I've been working with embeddings a lot the last few months. I got really intrigued by some of those old "king/queen" videos and wanted to see if the gpt embeddings showed the same properties.
Those old gensim videos showed how vector arithmetic could represent somewhat of a semantic transformation when working with word2vec and glove embeddings. To reproduce with modern embeddings, the software I've written has a fairly extensive set of vector operations: magnitude, dot product, 7D curl (IYKYK), etc...
I've implemented a data reduction feature using tSNE. Mulling over adding uxmap.
Mostly, I am interested in operating on blocks of texts, but to test my setup I wanted to reproduce what I'd seen with the word2vec embeddings.
This software will read the text and binary files like those in the nlpl repository (http://vectors.nlpl.eu/repository), which are the only ones I've ever used. Currently, embeddings are read from the file on-demand and put into a database. The idea here is that relatively few embeddings will be of interest and once in the database, there is no need to spend time parsing the file.
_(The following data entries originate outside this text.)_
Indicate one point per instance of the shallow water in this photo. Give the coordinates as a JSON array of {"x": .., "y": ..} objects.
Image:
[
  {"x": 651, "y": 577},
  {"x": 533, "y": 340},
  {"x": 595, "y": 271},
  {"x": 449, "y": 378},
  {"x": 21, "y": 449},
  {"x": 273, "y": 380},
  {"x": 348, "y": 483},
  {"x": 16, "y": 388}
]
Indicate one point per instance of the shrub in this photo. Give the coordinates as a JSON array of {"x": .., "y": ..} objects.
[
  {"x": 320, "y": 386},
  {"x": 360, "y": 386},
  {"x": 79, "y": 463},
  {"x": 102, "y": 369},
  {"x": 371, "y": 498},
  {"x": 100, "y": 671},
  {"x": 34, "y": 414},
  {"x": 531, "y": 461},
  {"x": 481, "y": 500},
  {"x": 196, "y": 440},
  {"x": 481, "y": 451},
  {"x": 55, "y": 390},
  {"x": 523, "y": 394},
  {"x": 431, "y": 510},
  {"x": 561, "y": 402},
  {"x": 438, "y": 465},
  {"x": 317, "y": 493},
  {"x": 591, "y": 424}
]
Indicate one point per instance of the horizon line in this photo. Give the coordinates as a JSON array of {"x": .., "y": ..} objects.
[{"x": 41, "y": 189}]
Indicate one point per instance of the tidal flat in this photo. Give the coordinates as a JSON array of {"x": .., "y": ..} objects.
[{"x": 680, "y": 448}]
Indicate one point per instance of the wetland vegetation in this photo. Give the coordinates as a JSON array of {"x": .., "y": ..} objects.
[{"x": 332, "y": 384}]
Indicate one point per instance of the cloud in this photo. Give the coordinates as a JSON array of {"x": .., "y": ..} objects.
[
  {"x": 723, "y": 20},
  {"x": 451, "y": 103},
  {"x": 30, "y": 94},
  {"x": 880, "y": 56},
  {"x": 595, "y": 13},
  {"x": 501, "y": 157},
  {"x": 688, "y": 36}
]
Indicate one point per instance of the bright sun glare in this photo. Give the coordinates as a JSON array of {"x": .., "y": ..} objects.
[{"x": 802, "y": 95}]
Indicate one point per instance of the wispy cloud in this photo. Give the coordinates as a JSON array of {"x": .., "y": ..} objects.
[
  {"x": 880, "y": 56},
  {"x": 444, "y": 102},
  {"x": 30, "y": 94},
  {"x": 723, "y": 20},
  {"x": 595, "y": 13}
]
Nearest neighbors are only among those embeddings in the database, unlike with gensim which provides a list of the top 5 or 10 closest matches in the entire vocabulary. Such a thing has no applicability when using the OpenAi embeddings api with blocks of text but, I still think it would be nice to have so I will probably implement some kind of FAISS/ANN scheme.
I am releasing a version of the software that works with the nlpl files (http://vectors.nlpl.eu/repository), even though feature-wise it lags behind gensim for the target data. But if you want to play around with that data and don't want to deal with Python, you are welcome to use it.
Most of what I've done was with the GoogleNews-vectors-negative300.bin file and the English CoNLL17 corpus embeddings.